Gill is silent on the other end of the phone, and I can practically hear the gears in his brain grinding and clicking. I wait for him to say something, to deny it all, but he doesn’t. Because he knows damn good and well he can’t.

“Listen, Gill,” I say with every bit of rationality I can muster, “I think neither one of us is happy with how things played out. My suggestion is we both just let it lie and walk away. Things will get very ugly otherwise.”

He knows I have him by the short hairs and that he can’t do anything but agree with me. He acknowledges that in a way I find to be typical of the arrogance of the people working at Battle Carnes.

He hangs up on me.

I pull the phone slowly away from my ear and stick it back in my pocket.

Then I start laughing.

CHAPTER 25

LEARY

“Well, I think this house is perfect, except for the fact it needs a new roof,” Jenna says as we walk back to my car. “If they’ll come down on the price, I think this is the one for us.”

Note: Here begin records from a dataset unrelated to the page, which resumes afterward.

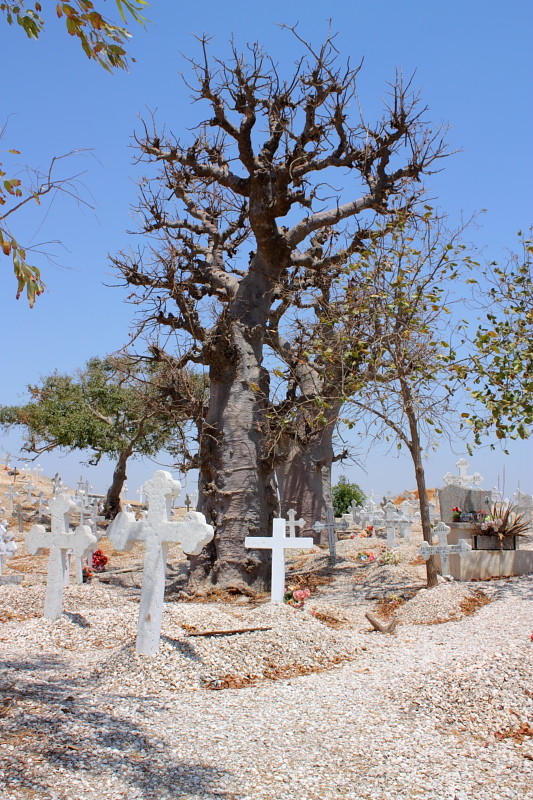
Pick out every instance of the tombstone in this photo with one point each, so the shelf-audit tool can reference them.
(331, 527)
(391, 521)
(28, 488)
(443, 549)
(404, 527)
(41, 500)
(278, 543)
(293, 523)
(57, 483)
(524, 504)
(355, 511)
(37, 471)
(19, 512)
(407, 509)
(470, 501)
(61, 541)
(463, 479)
(11, 494)
(496, 494)
(190, 499)
(7, 544)
(156, 531)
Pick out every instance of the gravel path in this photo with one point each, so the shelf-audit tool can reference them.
(434, 712)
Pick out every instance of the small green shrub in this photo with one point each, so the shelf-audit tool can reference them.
(343, 494)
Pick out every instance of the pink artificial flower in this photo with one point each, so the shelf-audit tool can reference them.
(301, 594)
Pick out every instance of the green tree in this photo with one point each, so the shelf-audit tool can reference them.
(344, 494)
(114, 407)
(102, 40)
(501, 368)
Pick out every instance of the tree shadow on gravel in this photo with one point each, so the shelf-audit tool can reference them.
(516, 590)
(49, 729)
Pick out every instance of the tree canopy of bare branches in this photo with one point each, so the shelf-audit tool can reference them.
(238, 221)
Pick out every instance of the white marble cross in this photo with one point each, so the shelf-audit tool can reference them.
(7, 544)
(293, 523)
(391, 521)
(11, 494)
(443, 549)
(61, 541)
(28, 488)
(156, 531)
(278, 543)
(56, 483)
(404, 527)
(463, 479)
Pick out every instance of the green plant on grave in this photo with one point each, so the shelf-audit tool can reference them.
(343, 494)
(390, 557)
(504, 520)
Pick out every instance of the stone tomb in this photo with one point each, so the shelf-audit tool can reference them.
(468, 500)
(443, 549)
(156, 531)
(61, 541)
(278, 543)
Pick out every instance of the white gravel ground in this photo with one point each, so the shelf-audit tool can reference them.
(433, 712)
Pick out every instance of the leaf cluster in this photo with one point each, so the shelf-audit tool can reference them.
(101, 39)
(110, 407)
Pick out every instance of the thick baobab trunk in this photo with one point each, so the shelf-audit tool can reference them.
(236, 480)
(112, 500)
(416, 455)
(303, 475)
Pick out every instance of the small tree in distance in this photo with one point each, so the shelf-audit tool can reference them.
(113, 407)
(344, 494)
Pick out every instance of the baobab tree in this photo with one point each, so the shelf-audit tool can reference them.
(241, 216)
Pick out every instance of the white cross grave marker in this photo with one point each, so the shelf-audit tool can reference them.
(391, 520)
(443, 549)
(11, 494)
(61, 541)
(293, 523)
(156, 531)
(278, 543)
(56, 483)
(7, 544)
(463, 479)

Two days after the verdict came in, we’re out house hunting for Jenna and Damien. I decided to take a few days off and relax after the trial—well, Midge actually insisted I take a few days off. She lectured me—via e-mail, of course—about how brutal a trial can be on a lawyer’s energy and stamina. She ordered me to recharge my batteries, so to speak.

Jenna asked me yesterday if I’d go look at houses with her. Her first order of business is to get out of the apartment I’m paying for and into a particular neighborhood in Raleigh that has a phenomenal charter school providing special education to autistic children.